As opposed to its predecessor, Port Royale 2, where the player controls only one ship against their opponents' fleet, the player now can enter naval combat with 2 additional escort ships from their fleet which are automated. The player can switch control between the ships, allowing for greater flexibility in combat. The option of being rewarded with one's own town within the game by the viceroy of a nation for contributions (taking over of a warring nation's town), has now been replaced by a system allowing the player to take over the towns existing in the world via military or diplomatic means.

==Reception==
On Metacritic, Port Royale 3 received a rating of 56/100 for Xbox 360, 54/100 for PC, and does not have sufficient reviews for an aggregate rating on PlayStation 3.

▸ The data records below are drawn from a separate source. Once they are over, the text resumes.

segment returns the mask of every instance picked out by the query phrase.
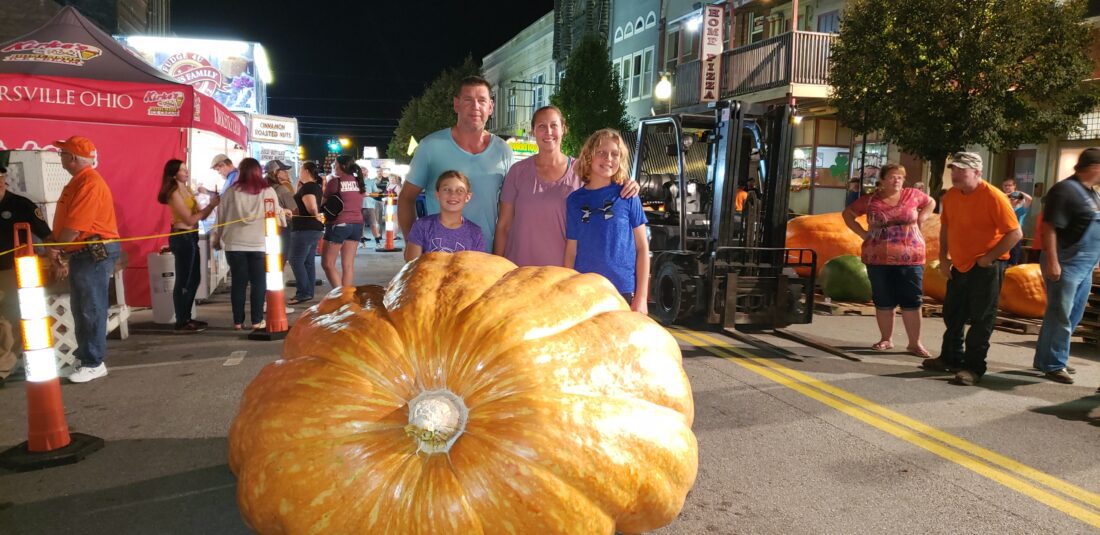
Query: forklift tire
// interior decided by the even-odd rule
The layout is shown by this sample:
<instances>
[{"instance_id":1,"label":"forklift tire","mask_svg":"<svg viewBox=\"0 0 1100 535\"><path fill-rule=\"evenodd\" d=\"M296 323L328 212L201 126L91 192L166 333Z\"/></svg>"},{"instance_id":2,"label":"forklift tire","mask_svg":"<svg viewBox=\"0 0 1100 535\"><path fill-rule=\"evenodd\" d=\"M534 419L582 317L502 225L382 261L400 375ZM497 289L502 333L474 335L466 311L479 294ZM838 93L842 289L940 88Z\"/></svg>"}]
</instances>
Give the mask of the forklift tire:
<instances>
[{"instance_id":1,"label":"forklift tire","mask_svg":"<svg viewBox=\"0 0 1100 535\"><path fill-rule=\"evenodd\" d=\"M649 312L661 325L672 325L687 318L695 301L694 284L675 262L662 262L653 279L653 306Z\"/></svg>"}]
</instances>

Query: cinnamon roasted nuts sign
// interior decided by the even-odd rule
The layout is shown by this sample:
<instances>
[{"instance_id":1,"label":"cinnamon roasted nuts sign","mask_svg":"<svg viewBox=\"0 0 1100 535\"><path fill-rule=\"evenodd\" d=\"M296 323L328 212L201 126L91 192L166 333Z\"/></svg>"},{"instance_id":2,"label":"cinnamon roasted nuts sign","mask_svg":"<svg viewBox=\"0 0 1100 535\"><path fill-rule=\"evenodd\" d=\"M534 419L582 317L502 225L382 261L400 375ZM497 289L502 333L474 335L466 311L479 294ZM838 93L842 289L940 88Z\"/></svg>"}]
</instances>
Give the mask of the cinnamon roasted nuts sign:
<instances>
[{"instance_id":1,"label":"cinnamon roasted nuts sign","mask_svg":"<svg viewBox=\"0 0 1100 535\"><path fill-rule=\"evenodd\" d=\"M293 119L253 115L251 121L252 135L249 138L253 141L298 144L298 123Z\"/></svg>"}]
</instances>

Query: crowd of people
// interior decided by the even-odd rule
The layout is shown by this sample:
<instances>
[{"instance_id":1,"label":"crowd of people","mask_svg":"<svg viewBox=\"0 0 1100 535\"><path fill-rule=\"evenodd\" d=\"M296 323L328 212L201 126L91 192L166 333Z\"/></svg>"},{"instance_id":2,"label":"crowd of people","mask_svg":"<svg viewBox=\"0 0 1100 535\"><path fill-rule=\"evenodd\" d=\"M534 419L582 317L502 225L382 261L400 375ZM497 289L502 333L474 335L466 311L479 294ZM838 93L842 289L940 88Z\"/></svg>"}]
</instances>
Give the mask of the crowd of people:
<instances>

Midlife Gamer gave the game 6/10, stating "Action is not the order of the day here. Port Royale 3 is incredibly slow paced especially during the first few hours." and that "The visuals in Port Royale are a mixed bag. The in game cut scenes look really nice; sadly the same cannot be said for the trading over world map. It's nowhere near as pleasing to the eye as other parts of the game so much so to the point that it looks like you are playing a much older game."

GameSpot rated the title 5/10, noting that although it looked good and played smoothly, despite there being plenty to do in the game none of it was much fun.